Search code examples
pythonmultiprocessingpickle

PicklingError : What can cause this error in a function?


I have a function with a list of objects, two list of int and an int (an ID) as parameters, which returns a tuple of two list of int. this function works very well but when my list of ID grows, it takes a lot of time. Having already used multiprocessing in other projects, it seemed to me that the situation was appropriate for the use of multiprocessing Pool.

However, I get an error _pickle.PicklingError when launching it.

I have spent the past days looking for alternatives ways of doing this : I discovered pathos ProcessPool that runs forever with no indication of the problem.
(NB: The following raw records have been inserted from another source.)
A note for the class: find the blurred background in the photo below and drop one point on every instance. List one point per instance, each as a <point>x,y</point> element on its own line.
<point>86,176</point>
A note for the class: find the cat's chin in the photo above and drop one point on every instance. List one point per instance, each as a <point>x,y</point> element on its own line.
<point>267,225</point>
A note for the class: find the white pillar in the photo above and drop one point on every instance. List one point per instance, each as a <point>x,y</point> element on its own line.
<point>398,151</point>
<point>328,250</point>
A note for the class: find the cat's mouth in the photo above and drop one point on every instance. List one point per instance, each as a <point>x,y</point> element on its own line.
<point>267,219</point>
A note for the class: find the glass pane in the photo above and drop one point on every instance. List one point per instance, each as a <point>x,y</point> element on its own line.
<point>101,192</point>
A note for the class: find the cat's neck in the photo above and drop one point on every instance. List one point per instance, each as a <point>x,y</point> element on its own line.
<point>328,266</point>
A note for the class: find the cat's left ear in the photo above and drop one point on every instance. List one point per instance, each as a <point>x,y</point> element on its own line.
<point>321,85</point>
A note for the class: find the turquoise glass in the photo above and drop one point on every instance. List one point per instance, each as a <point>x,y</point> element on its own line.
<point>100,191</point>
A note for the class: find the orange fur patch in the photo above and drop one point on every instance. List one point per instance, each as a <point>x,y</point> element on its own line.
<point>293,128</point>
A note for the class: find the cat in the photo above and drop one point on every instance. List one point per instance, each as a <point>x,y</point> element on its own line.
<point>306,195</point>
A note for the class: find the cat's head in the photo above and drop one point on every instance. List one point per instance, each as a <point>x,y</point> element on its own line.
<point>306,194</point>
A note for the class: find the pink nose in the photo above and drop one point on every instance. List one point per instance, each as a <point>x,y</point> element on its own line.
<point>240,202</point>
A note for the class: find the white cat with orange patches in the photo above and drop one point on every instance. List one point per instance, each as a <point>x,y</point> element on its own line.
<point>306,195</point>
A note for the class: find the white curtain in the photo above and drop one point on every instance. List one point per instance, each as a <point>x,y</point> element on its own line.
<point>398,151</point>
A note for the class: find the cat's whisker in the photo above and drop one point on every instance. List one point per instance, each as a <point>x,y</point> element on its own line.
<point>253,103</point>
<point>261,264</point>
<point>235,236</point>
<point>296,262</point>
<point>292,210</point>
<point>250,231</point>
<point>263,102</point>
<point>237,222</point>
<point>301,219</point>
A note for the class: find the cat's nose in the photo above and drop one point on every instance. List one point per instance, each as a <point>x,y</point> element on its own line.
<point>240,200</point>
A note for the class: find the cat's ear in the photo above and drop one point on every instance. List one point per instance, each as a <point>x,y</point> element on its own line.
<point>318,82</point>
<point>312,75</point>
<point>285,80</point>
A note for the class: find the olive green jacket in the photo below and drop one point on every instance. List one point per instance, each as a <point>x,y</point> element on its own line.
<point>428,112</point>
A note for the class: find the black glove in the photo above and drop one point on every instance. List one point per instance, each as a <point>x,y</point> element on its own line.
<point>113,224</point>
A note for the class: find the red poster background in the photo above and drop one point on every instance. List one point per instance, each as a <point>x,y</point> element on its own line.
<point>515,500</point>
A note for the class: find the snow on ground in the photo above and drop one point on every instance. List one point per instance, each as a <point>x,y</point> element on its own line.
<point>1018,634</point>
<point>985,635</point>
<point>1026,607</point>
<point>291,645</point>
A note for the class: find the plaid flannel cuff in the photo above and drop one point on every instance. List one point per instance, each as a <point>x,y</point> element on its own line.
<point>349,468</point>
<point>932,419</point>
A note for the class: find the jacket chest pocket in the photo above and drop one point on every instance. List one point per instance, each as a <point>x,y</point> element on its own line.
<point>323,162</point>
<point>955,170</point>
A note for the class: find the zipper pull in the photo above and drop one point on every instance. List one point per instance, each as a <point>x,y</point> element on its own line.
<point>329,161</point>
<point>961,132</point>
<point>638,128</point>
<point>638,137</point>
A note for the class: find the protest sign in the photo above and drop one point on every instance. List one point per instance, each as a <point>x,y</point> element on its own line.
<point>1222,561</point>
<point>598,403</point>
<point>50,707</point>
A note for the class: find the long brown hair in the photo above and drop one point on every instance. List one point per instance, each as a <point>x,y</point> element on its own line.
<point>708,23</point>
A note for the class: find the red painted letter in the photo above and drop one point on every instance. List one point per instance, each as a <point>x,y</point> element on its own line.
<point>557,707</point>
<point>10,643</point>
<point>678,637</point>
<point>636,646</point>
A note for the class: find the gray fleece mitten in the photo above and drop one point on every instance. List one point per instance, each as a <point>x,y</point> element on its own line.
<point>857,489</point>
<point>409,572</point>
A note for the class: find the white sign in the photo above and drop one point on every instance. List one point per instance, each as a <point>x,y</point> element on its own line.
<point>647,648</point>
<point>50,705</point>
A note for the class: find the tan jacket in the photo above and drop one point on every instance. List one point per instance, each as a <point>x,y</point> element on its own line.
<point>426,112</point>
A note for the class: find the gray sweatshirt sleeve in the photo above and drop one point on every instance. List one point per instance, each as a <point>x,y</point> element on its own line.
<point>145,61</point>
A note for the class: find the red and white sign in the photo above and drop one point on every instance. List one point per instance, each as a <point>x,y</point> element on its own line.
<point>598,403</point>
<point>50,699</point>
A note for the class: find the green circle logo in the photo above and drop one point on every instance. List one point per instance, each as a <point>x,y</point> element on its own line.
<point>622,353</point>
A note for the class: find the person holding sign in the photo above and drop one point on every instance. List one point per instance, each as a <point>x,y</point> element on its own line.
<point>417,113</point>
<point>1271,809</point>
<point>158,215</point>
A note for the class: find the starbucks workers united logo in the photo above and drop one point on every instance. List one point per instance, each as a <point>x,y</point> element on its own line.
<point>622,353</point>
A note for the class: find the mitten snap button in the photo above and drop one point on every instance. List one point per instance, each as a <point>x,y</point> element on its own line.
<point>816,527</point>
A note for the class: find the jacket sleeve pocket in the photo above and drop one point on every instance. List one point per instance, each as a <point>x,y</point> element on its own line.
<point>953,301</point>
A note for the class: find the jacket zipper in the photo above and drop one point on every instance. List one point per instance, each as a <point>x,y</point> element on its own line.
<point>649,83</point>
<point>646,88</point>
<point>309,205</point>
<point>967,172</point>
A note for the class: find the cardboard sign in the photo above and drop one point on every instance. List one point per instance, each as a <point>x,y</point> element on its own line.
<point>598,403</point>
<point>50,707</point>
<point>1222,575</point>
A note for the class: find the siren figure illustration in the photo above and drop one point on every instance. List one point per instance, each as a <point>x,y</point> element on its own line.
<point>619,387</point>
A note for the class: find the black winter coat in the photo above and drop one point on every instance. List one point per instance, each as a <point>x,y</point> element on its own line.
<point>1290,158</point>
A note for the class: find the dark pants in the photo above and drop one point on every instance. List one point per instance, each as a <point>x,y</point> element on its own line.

I have tried ThreadingPool as an accepted answer sugested, but it is obviously not adapted to my issue since it does not use multiple CPUs and doesnt speed up the process.

Here is a sample of my function, it is not a reproductible example since it is specific to my case. But I believe the function is pretty clear : It returns a tuple of two lists, created in a for loop.

def getNormalOnConnectedElements(elem, mapping, idList, node):
    normalZ = []
    eids = []
    for e in mapping[node]:
        if e in idList:
            normalZ.append(elem[e].Normal()[2])
            eids.append(e)
    return normalZ, eids

I tried calling it as I usually do :

with Pool(4) as p:
    # with functools.partial()
    result = p.map(partial(getNormalOnConnectedElements, elemList, mapping, idList), nodeList)
    # or with itertools.repeat()
    result = p.starmap(getNormalOnConnectedElements, zip(repeat(elemList), repeat(mapping), repeat(idList), nodeList))

I made sure the function is defined at the top-level, and the call is within a if __name__ == "__main__": block.

So the question is : What in this function causes pickle to throw _pickle.PicklingError ?

Edit :

  File "<input>", line 1, in <module>
  File "C:\Program Files\JetBrains\PyCharm Community Edition 2021.2.2\plugins\python-ce\helpers\pydev\_pydev_bundle\pydev_umd.py", line 198, in runfile
    pydev_imports.execfile(filename, global_vars, local_vars)  # execute the script
  File "C:\Program Files\JetBrains\PyCharm Community Edition 2021.2.2\plugins\python-ce\helpers\pydev\_pydev_imps\_pydev_execfile.py", line 18, in execfile
    exec(compile(contents+"\n", file, 'exec'), glob, loc)
  File "C:/Users/TLEP6OQM/Documents/Anaconda/PLoad tool/model.py", line 209, in <module>
    allVec = p.map(partial(getNormalOnConnectedElements, elem, allElemIds, mapping), myFilter)
  File "C:\ProgramData\Anaconda3\envs\myenv\lib\multiprocessing\pool.py", line 290, in map
    return self._map_async(func, iterable, mapstar, chunksize).get()
  File "C:\ProgramData\Anaconda3\envs\myenv\lib\multiprocessing\pool.py", line 683, in get
    raise self._value
  File "C:\ProgramData\Anaconda3\envs\myenv\lib\multiprocessing\pool.py", line 457, in _handle_tasks
    put(task)
  File "C:\ProgramData\Anaconda3\envs\myenv\lib\multiprocessing\connection.py", line 206, in send
    self._send_bytes(_ForkingPickler.dumps(obj))
  File "C:\ProgramData\Anaconda3\envs\myenv\lib\multiprocessing\reduction.py", line 51, in dumps
    cls(buf, protocol).dump(obj)
_pickle.PicklingError: Can't pickle <function getNormalOnConnectedElements at 0x00000257E6785620>: attribute lookup getNormalOnConnectedElements on __main__ failed

Solution

  • If anyone stumble upon this question, the reason this error happened even with a very simplist function is because of the way I was running the python script. As it is well explained in the comments by ShadowRanger, the function needs to be defined at the top level. Within PyCharm, "Run File in Python Console" does not simply run it, but puts a wrapper around.

    By running the file the proper way, or calling python myscript.py, theres no raised error.